In 2023, she competed at the Vegas Cup National Qualifier where she won bronze on vault and gold on the floor exercise. She won the bronze on balance beam, floor exercise, and in the all-around at the WOGA Classic. She also won gold on the floor exercise at the American Classic and the US National Championships. She also competed at the US Classic and the Winter Cup.

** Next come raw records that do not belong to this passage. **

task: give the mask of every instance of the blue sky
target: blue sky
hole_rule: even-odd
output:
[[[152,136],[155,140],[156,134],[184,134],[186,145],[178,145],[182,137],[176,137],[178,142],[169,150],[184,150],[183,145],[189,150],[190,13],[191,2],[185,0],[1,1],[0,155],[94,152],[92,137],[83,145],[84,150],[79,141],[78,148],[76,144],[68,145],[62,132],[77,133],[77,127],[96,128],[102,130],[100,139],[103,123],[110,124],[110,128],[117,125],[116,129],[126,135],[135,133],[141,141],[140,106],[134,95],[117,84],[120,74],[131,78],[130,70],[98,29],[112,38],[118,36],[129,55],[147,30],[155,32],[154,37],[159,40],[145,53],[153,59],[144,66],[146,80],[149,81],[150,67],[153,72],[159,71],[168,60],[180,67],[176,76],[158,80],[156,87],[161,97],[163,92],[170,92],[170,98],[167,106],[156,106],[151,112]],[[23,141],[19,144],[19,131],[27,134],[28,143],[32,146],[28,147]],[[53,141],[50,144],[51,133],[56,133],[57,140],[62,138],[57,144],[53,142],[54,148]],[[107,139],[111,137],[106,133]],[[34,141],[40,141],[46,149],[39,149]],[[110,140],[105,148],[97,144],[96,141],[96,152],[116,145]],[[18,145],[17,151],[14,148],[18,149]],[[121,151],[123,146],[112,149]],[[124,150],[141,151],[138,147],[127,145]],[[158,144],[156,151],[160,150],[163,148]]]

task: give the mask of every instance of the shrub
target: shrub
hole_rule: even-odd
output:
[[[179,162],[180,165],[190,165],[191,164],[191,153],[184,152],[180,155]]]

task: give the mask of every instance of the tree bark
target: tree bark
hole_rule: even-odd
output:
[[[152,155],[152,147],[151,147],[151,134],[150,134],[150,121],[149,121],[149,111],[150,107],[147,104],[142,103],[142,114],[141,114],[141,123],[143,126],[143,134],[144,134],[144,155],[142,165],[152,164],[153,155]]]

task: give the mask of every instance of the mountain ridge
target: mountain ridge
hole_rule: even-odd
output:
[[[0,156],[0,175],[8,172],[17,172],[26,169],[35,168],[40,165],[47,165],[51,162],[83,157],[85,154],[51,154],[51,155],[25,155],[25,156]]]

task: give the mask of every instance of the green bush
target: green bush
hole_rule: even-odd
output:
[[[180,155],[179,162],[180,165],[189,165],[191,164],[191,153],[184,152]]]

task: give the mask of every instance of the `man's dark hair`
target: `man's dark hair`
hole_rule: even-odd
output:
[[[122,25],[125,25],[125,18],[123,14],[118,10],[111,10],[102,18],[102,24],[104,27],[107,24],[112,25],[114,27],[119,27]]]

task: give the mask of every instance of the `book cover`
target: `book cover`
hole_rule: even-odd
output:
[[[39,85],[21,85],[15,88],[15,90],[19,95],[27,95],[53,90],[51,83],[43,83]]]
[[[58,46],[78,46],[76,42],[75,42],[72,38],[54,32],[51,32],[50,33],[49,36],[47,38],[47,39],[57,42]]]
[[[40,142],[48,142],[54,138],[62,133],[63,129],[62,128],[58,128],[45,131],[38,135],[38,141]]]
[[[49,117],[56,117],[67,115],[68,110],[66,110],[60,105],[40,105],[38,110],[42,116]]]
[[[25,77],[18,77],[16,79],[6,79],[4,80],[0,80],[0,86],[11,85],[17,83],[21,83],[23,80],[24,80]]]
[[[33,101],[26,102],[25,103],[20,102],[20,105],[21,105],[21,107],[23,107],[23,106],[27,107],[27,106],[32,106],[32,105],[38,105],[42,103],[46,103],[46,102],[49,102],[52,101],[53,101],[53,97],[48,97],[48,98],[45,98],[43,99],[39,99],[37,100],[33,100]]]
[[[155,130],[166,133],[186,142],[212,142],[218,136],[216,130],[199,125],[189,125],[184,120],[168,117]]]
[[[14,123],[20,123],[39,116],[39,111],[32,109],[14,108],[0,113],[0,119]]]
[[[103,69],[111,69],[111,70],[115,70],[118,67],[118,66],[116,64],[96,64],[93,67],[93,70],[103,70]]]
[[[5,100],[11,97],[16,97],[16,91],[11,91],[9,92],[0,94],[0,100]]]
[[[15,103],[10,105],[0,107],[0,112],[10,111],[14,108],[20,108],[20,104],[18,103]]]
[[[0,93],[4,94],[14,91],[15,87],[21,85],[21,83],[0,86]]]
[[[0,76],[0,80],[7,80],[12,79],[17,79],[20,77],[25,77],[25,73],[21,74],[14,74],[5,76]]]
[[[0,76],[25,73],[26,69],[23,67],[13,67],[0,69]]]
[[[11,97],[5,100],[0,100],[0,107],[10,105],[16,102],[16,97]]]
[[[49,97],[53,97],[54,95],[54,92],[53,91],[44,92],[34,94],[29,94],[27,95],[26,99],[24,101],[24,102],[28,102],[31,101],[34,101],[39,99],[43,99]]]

== Senior gymnastics career ==

=== 2024 ===
In early 2024, Esponda moved to train at World Champions Centre in Spring, Texas. She competed at the Winter Cup and the WOGA Classic, winning gold on vault in the latter. She competed at her first international assignment at the Baku World Cup where she only competed on the floor exercise, qualifying in 2nd, but ultimately placing 7th. She also competed at the Winter Cup, the US Selection Meet, the US Classic, and the US National Championships.

=== 2025 ===
In 2025, she competed at the Coastal Realm National Qualifier, winning silver on vault, gold on the floor exercise, and silver in the all-around. She also won gold on the floor exercise at US Classic. She competed at the US National Championships where she placed 16th overall. The same year, she announced her commitment to joining the LSU Tigers.

=== 2026 ===
In 2026, Esponda competed at the Winter Cup, where she won the silver on the floor exercise and placed 4th overall. Esponda won the all-around at U.S. Classic with a 54.900 and finished first on floor exercise and third on balance beam.

== Competitive history ==

Competitive history of Reese Esponda at the junior level
| Year | Event | Team | AA | VT | UB | BB | FX |
| 2022 | All-American National Qualifier |  | 4 | 7 | 4 | 6 | 4 |
| Metroplex National Qualifier |  | 15 | 9 | 13 | 13 | 16 |
| HOPEs Classic |  | 9 | 3rd place, bronze medalist(s) | 9 | 6 | 15 |
| HOPEs Championships |  | 2nd place, silver medalist(s) | 1st place, gold medalist(s) | 5 | 1st place, gold medalist(s) | 7 |
| 2023 | Vegas Cup National Qualifier |  | 4 | 3rd place, bronze medalist(s) | 11 | 16 | 1st place, gold medalist(s) |
| Winter Cup |  | 11 | 13 | 13 | 17 | 4 |
| American Classic |  | 4 | 12 | 7 | 5 | 1st place, gold medalist(s) |
| U.S. Classic |  | 19 | 11 | 28 | 15 | 16 |
| U.S. National Championships |  | 6 | 9 | 5 | 5 | 1st place, gold medalist(s) |

Competitive history of Reese Esponda at the senior level
| Year | Event | Team | AA | VT | UB | BB | FX |
| 2024 | WOGA Classic |  | 6 | 1st place, gold medalist(s) | 4 | 10 |  |
| Winter Cup |  | 7 | 5 | 21 | 14 | 4 |
| Baku World Cup |  |  |  |  |  | 7 |
| U.S. Selection Meet |  | 12 | 4 | 9 | 14 | 9 |
| U.S. Classic |  | 19 |  | 28 | 31 | 6 |
| U.S. National Championships |  | 28 | 15 | 34 | 32 | 8 |
| 2025 | Coastal Realm National Qualifier |  | 2nd place, silver medalist(s) | 2nd place, silver medalist(s) | 7 | 4 | 1st place, gold medalist(s) |
| U.S. Classic |  | 5 | 6 | 21 | 15 | 1st place, gold medalist(s) |
| U.S. National Championships |  | 14 | 8 | 19 | 18 | 6 |
| 2026 | Winter Cup |  | 4 |  | 6 | 9 | 2nd place, silver medalist(s) |
| City of Jesolo Trophy | 1st place, gold medalist(s) | 5 | 7 |  |  | 1st place, gold medalist(s) |
| U.S. Classic |  | 1st place, gold medalist(s) |  | 9 | 3rd place, bronze medalist(s) | 1st place, gold medalist(s) |
| U.S. National Championships |  | 4 |  | 7 | 13 | 1st place, gold medalist(s) |

== Personal life ==
Esponda was born in Helena, Montana, on October 28, 2008, to her parents Mark and Lindsay Esponda. She has three siblings named Kendall, Josie, and Drew. Esponda has stated that she was inspired to begin gymnastics after watching Gabby Douglas compete at the 2012 Summer Olympics in London.